Emozionato lui, emozionato Don Antonio ed emozionati noi da tanta bravura e sincerità. Inutile fare la sequenza dei brani, sono passate applaudite le ballate sporcate dalla Telecaster di Gramentieri, i crudi ganci elettrici stropicciati dal sassofono acido di Valtini, le code lisergiche delle chitarre di Antonio e Alejandro in un rincorrersi furioso, le parentesi da crooner in cui Gramentieri cantava un verso in italiano come fosse Pino Donaggio ed Escovedo gli rispondeva in inglese prima che la canzone si piegasse in uno sferragliare urbano degno dei Television, i riff in odore di Stones e il drumming sghembo sdrammatizzante anche il più feroce dei punk anni ottanta, qualche tenue love song ed il polveroso rock n’roll del Texas orientale. Un universo musicale dove le storie si sono abbracciate ai suoni per uno dei concerti più vitali usciti quest’anno da un club in Italia.

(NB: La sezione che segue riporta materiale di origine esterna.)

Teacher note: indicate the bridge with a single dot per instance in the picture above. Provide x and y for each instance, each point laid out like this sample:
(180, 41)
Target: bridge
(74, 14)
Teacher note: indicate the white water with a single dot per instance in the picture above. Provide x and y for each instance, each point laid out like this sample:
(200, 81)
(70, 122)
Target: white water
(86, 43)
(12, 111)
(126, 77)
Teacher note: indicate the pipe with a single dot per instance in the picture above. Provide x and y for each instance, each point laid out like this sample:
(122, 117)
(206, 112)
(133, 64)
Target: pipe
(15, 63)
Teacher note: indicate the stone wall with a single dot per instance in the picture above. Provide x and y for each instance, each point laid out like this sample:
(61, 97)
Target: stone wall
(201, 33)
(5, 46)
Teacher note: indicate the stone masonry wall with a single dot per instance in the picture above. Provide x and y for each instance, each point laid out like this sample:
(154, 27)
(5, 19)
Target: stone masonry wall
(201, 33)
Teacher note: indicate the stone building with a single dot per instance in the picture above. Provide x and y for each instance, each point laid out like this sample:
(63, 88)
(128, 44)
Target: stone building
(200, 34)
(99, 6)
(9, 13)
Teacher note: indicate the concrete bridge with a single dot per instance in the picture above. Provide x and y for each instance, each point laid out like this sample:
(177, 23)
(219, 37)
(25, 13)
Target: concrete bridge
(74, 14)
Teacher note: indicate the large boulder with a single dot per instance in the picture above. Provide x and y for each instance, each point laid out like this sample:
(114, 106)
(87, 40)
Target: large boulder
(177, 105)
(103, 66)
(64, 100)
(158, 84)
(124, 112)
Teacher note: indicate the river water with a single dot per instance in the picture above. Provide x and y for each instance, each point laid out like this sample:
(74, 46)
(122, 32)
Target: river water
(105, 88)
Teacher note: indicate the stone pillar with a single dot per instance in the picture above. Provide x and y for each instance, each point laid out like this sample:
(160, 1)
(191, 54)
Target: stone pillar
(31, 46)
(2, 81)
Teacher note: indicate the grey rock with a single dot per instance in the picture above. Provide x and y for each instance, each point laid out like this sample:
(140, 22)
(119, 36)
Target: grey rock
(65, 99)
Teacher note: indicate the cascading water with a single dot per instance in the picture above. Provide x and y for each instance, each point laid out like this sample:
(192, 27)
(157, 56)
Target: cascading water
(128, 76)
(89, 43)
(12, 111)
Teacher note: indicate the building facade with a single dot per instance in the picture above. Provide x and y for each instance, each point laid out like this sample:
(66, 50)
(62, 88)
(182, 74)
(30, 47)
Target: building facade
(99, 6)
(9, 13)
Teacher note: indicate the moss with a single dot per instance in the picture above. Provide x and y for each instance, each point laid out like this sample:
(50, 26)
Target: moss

Per chi amasse l’informazione dettagliata l’ultimo album The Crossing registrato con Don Antonio ha fatto la parte del leone con le riprese di Texas Is My Mother, Teenage Luggage, Flying, Sonica Usa, Something Blue, ma sono comparse anche Sally Was A Cop, la nostalgica San Antonio Rain, Castanets e Fury and Fire. Per non dire del finale da pelle d’oca cominciato con una rallentata resa di Just Like Tom Thumb’s Blues di Dylan nella versione che fa Bryan Ferry in Dylanesque nel segno di una sorta di tributo nascosto allo stesso Ferry con il seguente devastante numero di Like a Hurricane di Neil Young che coverizzavano anche i Roxy Music. Tra le due chicche Escovedo trovava il modo di omaggiare una delle sue band più amate, i Mott The Hoople, con la struggente I Wish I Was Your Mother. Alla fine tutti in piedi, stupiti e sorridenti davanti ad un signore che a 67 anni, con una band italiana tanto superba quanto ignorata, porta in giro per le strade del mondo un orgoglioso rock di sentimento e di nerbo. Avercene, tutte le settimane.